David Bintley
Birmingham Royal Ballet
Lowry Lyric, Salford
20 March 2019 - 23 March 2019; 2hr 5min, inc 20-minute interval
Back for a fourth visit, Bintley’s take on the old fairytale (seen here in 2004, 2012, and 2014) is still a crowd-pleaser and well worth including in his bowing-out season as director of Birmingham Royal Ballet.
It’s not the Disney version. No Gaston, no angry villagers, no terpsichorean teapots or frolicking furniture (though there are some magic, self-moving sets and gadgets). Bintley decided to make it about man’s abuse of the natural world – so the Beast has a pre-story in which he gets made beastly for hunting foxes, and his castle is full of similarly-enchanted people turned into animals, while Belle is led to enter this strange world by a flock of birds and her own liking for flowers plucked from their stems (a good thing, apparently – but then that part of the story is traditional and pre-dates environmental awareness).
The first act was tightened up in 2014 but still has a lot of narrative to pack in, because of the double back-story built into this interpretation of the tale – and there’s more towards the end of the piece, too, because we’re supposed to see a ‘redemption’, not just of the Beast by being transformed back into a prince, but of his whole world too, as harmony between man and nature is restored.
The love story is there, but strangely passionless - at least as it appeared to me last night. Belle has a good time dancing with the Repulsive One at his ball, which begins the second act, but loses her bottle and runs off back to daddy when he makes his proposal. She seems to have a rival in the ‘Wild Girl’, who figures in the story from the start and, when the transformation does come, seems distinctly underwhelmed by Mr Beast’s new look. He doesn’t appear to show much sign of being willing to suffer for her sake either (something the Disney story does catch, giving the thing a degree of psychological depth in their version).
Bintley livens up his rather heavy interpretive gloss by giving us a picture of Belle and her sisters’ home life much akin to Cinderella’s, with a comic suitor, be-snouted, called Monsieur Cochon, who pops up in both acts – the second time as pure comic relief. The natural world comes to life in two big corps de ballet numbers, the first a positive murmuration as the birds of the air lead Belle to the castle, and the second the Beast’s Big Ball, where the animals hold sway and get quite frisky in the middle section of the Tchaikovsky-ian waltz provided by composer Glenn Buhr.

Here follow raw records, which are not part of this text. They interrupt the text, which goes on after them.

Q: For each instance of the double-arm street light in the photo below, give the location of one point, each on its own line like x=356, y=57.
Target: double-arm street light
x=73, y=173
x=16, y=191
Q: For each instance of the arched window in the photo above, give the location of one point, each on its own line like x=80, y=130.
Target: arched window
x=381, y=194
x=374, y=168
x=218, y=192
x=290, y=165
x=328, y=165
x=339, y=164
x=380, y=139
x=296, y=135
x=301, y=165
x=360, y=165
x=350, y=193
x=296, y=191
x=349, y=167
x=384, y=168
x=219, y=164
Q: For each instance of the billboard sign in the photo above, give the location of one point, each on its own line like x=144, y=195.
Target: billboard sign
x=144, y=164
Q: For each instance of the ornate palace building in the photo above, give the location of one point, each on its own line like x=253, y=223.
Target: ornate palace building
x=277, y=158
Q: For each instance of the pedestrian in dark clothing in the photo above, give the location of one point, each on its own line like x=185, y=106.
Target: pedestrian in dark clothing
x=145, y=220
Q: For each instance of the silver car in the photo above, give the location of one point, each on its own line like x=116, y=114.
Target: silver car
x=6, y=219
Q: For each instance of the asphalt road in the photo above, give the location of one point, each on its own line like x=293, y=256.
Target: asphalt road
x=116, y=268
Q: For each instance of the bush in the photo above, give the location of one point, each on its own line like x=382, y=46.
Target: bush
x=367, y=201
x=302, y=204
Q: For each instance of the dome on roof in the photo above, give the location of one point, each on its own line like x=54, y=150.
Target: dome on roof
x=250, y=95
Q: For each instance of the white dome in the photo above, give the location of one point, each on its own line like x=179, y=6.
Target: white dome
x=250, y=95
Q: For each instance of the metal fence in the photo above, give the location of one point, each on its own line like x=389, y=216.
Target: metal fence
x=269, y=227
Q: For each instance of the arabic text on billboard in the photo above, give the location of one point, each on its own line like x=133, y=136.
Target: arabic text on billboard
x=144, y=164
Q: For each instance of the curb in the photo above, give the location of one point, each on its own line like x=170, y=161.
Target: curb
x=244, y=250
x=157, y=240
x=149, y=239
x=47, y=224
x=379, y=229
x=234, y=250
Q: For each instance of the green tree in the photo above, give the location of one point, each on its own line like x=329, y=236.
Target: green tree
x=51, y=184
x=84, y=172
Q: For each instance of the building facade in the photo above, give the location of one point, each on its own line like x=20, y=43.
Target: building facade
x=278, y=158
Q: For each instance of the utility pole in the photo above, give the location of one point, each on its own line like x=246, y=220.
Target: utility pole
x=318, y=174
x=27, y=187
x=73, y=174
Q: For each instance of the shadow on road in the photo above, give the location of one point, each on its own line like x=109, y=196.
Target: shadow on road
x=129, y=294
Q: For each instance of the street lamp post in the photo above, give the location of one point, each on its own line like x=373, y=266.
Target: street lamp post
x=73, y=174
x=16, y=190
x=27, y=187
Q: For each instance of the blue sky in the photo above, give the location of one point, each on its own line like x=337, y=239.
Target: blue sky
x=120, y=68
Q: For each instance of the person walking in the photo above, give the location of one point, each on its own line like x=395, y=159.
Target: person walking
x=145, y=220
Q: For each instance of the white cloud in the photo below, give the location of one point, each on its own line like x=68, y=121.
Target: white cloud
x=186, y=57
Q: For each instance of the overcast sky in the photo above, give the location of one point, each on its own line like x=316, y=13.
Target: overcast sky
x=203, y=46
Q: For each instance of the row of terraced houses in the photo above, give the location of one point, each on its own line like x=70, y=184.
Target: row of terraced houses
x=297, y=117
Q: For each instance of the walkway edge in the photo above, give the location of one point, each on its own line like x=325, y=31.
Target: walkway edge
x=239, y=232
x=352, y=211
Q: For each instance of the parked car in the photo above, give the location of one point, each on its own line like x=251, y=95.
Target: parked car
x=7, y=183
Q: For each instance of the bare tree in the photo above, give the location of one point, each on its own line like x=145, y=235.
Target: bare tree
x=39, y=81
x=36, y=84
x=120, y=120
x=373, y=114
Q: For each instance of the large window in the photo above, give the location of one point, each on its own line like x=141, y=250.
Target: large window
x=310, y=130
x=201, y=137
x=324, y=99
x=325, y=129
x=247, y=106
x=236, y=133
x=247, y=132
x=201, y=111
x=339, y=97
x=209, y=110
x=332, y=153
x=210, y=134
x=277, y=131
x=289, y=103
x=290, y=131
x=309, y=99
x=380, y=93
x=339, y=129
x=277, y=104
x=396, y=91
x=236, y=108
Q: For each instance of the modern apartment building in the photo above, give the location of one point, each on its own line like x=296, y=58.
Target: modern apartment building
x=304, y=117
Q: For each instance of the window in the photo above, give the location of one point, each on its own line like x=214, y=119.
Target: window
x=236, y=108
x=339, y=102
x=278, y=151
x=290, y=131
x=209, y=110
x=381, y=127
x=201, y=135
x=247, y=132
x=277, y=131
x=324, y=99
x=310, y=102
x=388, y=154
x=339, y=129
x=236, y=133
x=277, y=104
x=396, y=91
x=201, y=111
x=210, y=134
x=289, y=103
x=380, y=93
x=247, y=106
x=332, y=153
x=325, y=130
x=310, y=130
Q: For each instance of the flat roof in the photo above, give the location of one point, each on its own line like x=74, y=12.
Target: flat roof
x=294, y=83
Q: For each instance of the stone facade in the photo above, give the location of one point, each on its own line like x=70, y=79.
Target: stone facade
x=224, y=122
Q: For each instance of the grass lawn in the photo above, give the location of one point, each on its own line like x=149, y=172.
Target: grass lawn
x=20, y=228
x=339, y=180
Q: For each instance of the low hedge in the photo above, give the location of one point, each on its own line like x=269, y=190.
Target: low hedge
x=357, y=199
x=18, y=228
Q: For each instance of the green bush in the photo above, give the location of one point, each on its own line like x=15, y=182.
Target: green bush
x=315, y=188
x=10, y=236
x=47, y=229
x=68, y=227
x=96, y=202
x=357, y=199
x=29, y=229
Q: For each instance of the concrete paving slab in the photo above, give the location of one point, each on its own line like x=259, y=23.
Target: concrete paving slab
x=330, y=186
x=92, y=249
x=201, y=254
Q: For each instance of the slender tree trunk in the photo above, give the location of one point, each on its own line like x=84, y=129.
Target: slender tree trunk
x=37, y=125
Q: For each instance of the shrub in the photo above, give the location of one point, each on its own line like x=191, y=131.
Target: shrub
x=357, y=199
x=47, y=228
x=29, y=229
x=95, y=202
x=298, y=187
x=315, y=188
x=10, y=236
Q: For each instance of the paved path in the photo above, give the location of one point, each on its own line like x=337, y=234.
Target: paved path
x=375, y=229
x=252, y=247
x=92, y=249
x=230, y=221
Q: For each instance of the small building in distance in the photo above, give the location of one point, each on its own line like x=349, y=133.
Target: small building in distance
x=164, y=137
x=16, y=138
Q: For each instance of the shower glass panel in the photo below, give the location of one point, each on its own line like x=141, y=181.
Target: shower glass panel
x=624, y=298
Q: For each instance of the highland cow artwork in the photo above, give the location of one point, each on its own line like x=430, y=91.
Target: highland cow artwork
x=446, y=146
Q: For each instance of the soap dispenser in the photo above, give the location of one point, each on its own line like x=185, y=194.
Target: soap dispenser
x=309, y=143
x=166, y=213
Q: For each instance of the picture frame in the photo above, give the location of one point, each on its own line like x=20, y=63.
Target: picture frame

So it’s all visually fascinating (and almost universally dark and dim in Philip Prowse’s design and Mark Jonathan’s lighting), and the music is pleasantly pastiche-like of many popular 20th-century scores.
The dancing was, of course, high quality, with Yvette Knight a pure English rose as Belle, and Brandon Lawrence a fierce and powerful Beast, with other roles danced with great distinction.